LPA-VD a contrario).

Par

ces motifs

la Cour de droit administratif et public

du Tribunal cantonal

arrête:

I.

Les causes AF.2014.0004 et AF.2014.0012 sont jointes

II.

Les recours sont rejetés.

III.

La décision de la Commission de classification du Syndicat AF Le

Mont-sur-Lausanne du 20 décembre 2013 est maintenue.

IV.

La décision de la Commission de classification du Syndicat AF Le

Mont-sur-Lausanne du 20 novembre 2014 est maintenue.

V.

Un émolument de 2500 (deux mille cinq cents) francs est mis à la charge

de la recourante.

VI.

SI Montenailles SA doit au Syndicat d'améliorations foncières du

Mont-sur-Lausanne la somme de 2000 (deux mille) francs à titre de dépens.

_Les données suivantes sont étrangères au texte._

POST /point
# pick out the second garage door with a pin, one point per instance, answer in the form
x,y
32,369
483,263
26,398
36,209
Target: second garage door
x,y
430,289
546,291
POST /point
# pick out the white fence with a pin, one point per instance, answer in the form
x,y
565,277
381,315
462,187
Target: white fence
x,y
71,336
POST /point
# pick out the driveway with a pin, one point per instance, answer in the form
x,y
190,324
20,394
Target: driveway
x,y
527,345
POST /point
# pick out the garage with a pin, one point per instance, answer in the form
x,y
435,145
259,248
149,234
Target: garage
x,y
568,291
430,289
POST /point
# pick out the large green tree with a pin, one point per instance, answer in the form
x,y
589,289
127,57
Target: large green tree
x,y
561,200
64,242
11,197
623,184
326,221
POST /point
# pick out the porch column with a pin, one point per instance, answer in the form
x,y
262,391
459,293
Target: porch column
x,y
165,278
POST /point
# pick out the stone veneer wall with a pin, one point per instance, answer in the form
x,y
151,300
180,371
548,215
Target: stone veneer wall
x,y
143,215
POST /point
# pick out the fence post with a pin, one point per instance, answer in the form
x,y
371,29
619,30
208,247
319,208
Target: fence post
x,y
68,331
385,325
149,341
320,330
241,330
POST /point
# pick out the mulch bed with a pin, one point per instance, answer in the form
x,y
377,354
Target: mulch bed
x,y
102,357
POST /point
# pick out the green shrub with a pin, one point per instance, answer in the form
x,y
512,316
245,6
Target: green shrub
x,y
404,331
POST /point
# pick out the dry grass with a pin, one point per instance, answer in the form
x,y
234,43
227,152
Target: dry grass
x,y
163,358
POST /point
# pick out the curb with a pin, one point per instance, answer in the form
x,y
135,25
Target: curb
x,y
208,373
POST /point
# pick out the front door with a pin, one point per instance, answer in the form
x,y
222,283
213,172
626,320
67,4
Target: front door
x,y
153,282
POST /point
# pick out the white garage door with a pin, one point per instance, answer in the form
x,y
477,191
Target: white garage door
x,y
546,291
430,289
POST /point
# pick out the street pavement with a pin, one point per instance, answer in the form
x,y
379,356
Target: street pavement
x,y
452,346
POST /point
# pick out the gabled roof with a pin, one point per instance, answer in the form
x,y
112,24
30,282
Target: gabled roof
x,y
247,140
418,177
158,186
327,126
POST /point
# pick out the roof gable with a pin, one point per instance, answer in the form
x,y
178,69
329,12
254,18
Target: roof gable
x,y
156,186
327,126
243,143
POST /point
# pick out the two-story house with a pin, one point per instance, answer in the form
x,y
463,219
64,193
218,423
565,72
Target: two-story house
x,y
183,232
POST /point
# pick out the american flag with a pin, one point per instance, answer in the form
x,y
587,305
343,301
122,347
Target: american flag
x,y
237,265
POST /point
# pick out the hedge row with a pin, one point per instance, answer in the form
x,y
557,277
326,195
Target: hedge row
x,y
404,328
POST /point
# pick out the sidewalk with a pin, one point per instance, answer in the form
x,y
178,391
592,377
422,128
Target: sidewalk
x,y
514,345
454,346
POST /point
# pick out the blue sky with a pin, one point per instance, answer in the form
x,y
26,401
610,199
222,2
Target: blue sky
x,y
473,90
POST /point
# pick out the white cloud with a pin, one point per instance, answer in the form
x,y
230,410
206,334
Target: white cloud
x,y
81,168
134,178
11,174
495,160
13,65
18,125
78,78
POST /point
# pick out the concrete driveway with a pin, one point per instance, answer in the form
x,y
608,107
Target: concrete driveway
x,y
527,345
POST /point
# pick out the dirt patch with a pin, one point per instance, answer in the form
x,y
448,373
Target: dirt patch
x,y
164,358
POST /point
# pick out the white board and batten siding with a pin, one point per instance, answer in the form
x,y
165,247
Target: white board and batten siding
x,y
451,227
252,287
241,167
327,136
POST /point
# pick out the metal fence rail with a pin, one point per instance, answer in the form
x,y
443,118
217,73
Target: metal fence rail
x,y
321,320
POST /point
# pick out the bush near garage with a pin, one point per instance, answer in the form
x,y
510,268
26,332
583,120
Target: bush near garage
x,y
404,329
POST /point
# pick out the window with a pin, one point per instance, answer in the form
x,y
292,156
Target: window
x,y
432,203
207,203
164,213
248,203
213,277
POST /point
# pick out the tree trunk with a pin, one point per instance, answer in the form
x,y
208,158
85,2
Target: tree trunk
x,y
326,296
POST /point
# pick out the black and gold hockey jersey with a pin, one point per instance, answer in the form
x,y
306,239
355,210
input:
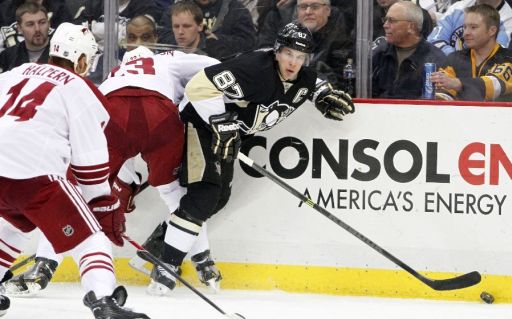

Lausanne, le 24 octobre 2016

Le

président:

Le présent arrêt est communiqué aux destinataires de

l'avis d'envoi ci-joint.

Il peut faire l'objet, dans les trente jours suivant sa

notification, d'un recours au Tribunal fédéral. Le recours en matière de droit

public s'exerce aux conditions des articles 82 ss de la loi du 17 juin 2005 sur

le Tribunal fédéral (LTF - RS 173.110), le recours constitutionnel subsidiaire

à celles des articles 113 ss LTF. Le mémoire de recours doit être rédigé dans

une langue officielle, indiquer les conclusions, les motifs et les moyens de

preuve, et être signé. Les motifs doivent exposer succinctement en quoi l’acte

attaqué viole le droit. Les pièces invoquées comme moyens de preuve doivent

être jointes au mémoire, pour autant qu’elles soient en mains de la partie; il

en va de même de la décision attaquée.